Mon soutien-gorge repoussé, ils empoignèrent mes seins pour les pétrir
rudement ; des doigts glissaient sous ma culotte pendant que d’autres
s’étaient imposés dans ma bouche.
Je commençai à pleurer,
impuissante ; je savais que j’étais coincée ici et qu’il me fallait
tenir. Ils n’étaient pas tendres et j’ai à nouveau crié quand deux
doigts ont forcé mon vagin pas vraiment humide. J’ai mordu par réflexe
les doigts qui plongeaient dans ma bouche ; leur propriétaire a crié à
son tour et m’a allongé une gifle sèche qui m’a envoyée au sol. J’ai
passé la langue sur ma lèvre fendue et y trouvai le goût du sang. Il y avait longtemps ! Mais tu ne peux pas te battre ni te tirer. Fais profil bas, Steph, sinon ces connards vont te massacrer.
— Excusez-moi, je ne voulais pas vous faire mal, Monsieur...
—
Une putain comme toi, me mordre... Tu vas le regretter, crois-moi.
Debout, vite... Enlève ton bikini de pute, garde tes chaussures.
Approche... Je peux même pas te tirer les cheveux.
Il empoigna
mes bouts de seins en même temps et les tordit et pinçant de toutes ses
forces ; je hurlai de douleur. Je ne réalisai que l’autre client s’était
levé qu’au moment où j’ai reçu un coup de ceinture sur le dos. Le
visage sillonné de larmes, je hurlai de plus belle, me demandant quand
je passerais en mode spectatrice ; chez Thomas, je m’y réfugiais
automatiquement et regardais mon corps endurer les sévices dont il était
grand amateur.
Sous les gifles et coups de ceinture qui
claquaient à une cadence infernale, je criai à me casser la voix mais
n’essayai pas de fuir. Je n’avais plus nulle part où aller, je n’avais
pas le droit de fuir et je ne le savais que trop. Puis un coup de feu
retentit et sa détonation rendit momentanément sourds tous les occupants
de la pièce. Les deux clients me lâchèrent et je tombai en vrac sur le
sol, plus qu’à moitié groggy. À travers mes larmes j’ai vu une
silhouette s’approcher de moi et j’ai mis du temps à la reconnaître.
—
Toi, la grosse pouf, va chercher les vêtements de ma copine, et vite
!... Bon sang, Steph, ils t’ont mise dans un état, rouspéta Alice d’une
voix sourde.
— Pfff... F’est rien, v’ai l’habitude...
Du
mouvement à ma droite : Dora posa à côté de moi mes vêtements en un tas
informe. En tremblant, je m’agenouillai pour enfiler mon tee-shirt, puis
j’enlevai les escarpins et me glissai dans le jean à même la peau ; mes
tennis, puis mon gros caban et je me redressai tant bien que mal en
fourrant mes sous-vêtements dans mon sac-besace. En titubant, je
m’approchai du comptoir pour prendre un torchon propre et essuyer mon
visage couvert de sang et de larmes. Alice était debout, jambes un peu
écartées comme je lui avais montré, et elle tenait le Glock à deux
mains, l’air mortellement sérieux.
Je lui envoyai un baiser pour
la rassurer puis m’approchai des deux clients en exagérant ma fatigue.

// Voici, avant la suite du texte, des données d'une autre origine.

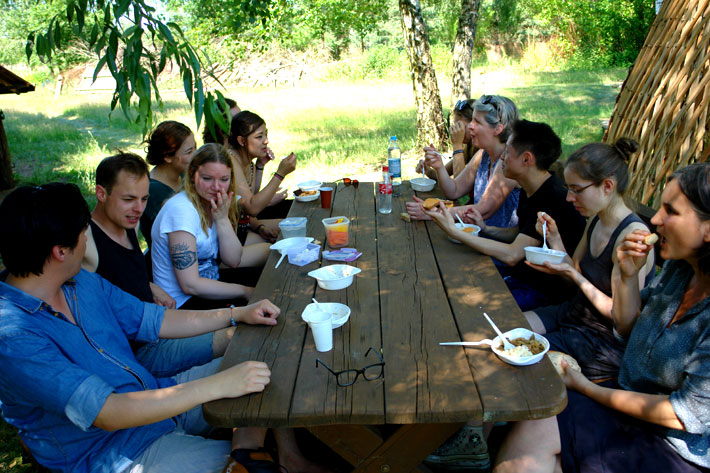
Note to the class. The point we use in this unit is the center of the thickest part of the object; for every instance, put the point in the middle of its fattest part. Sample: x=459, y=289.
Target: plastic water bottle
x=394, y=161
x=384, y=201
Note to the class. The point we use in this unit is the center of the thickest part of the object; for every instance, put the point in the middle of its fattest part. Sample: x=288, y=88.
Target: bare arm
x=183, y=253
x=126, y=410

Immobiles, arrêtés en plein délire, ils me toisèrent avec mépris.
Arrivée à bonne distance, je relevai violemment le genou droit en plein
dans les parties de celui qui m’avait fouettée à coups de ceinture : il
se dégonfla en couinant et s’effondra comme un château de cartes. J’ai
regardé l’autre de mes yeux vides à présent de tout sentiment, de toute
émotion ; il recula d’un bon mètre pour s’adosser au mur.
— Alice, tu me passes le pistolet. Je vais lui faire un deuxième trou du cul…

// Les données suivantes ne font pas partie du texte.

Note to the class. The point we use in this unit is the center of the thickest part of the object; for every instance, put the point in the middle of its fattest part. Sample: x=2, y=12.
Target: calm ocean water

— Non, ce n’est pas une bonne idée. Viens, on se casse. Tu peux marcher seule ?
— Dommage…
Avant
de faire demi-tour j’ai envoyé un shoot dans le ventre du Noir qui se
tordait par terre, satisfaite de l’entendre hoqueter et pleurer. Puis je
suis sortie aussi dignement que je le pouvais ; j’avais mal partout et
une migraine épouvantable s’annonçait. Alice a rangé l’arme et passé son
bras autour de ma taille pour me soutenir. J’ai réprimé un gémissement,
mais elle a bien senti que je me raidissais.
— Tu as mal ?
— Non, ça va bien. Merci, Alice.
— Ouais, faut qu’on discute, toutes les deux. Je n’ai pas du tout aimé ce que tu m’as fait.

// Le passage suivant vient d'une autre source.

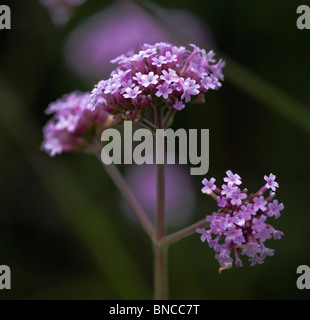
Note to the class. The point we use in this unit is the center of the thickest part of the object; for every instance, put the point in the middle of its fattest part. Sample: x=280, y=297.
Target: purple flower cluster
x=73, y=125
x=240, y=223
x=159, y=74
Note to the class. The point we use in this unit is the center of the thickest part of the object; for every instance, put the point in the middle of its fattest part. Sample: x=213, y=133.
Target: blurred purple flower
x=179, y=190
x=91, y=46
x=73, y=126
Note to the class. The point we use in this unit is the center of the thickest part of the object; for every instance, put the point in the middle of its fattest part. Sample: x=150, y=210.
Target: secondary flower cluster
x=159, y=74
x=73, y=125
x=240, y=223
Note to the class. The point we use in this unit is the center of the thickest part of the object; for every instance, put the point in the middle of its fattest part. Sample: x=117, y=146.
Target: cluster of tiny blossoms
x=159, y=74
x=73, y=126
x=240, y=223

— Excuse-moi. Je n’ai pas su… J’ai déconné.
De
retour au studio, je me suis déshabillée et nous avons examiné les
dégâts ; rien de bien grave, mais mon dos et mes fesses n’étaient qu’un
lacis de vilaines marques violacées d’où le sang perlait parfois, quand
la peau n’avait pas résisté. Mes seins présentaient une palette de
couleurs du jaune au bistre, et ma lèvre inférieure avait doublé de
volume, comme ma joue qui avait viré au rouge sombre.
Alice a
délicatement pommadé les zones sinistrées en maugréant après moi. Et
moi, je cogitais, dans un monde peuplé d’idées noires. Merde, tout était
parti de travers aujourd’hui, le jour de mon anniversaire. Et j’avais
entraîné mon amie avec moi.
— Je suis désolée, Alice. Je t’avais
bien dit que j’étais porte-poisse. Et voilà, j’ai réussi à te faire
perdre ton travail et ton logement.
— C’est quoi cette histoire ? Raconte.
Mortifiée,
je lui ai expliqué le chantage monté par Mr Delmonte pour mes
vingt-et-un ans. Et comment je m’étais retrouvée dans ce bar de nuit
complètement dépassée par les événements.
— Merde, Steph, tu te
rends compte de ce que tu as fait ? Tu n’as pas le droit de prendre des
décisions toute seule. C’est ma vie. Et tu es dans un tel état depuis
hier… Tu n’as rien dit, tu as essayé de me tenir à l’écart et tu m’as
blessée.
— Pardon, Alice, j’ai agi comme une conne.
— Oui. Nous
sommes amies, merde. Nous devons nous aider, nous battre ensemble. Je
suis heureuse que tu m’aies montré comment fonctionne le pistolet : j’ai
réussi à ne tuer personne. Non que je n’en avais pas envie.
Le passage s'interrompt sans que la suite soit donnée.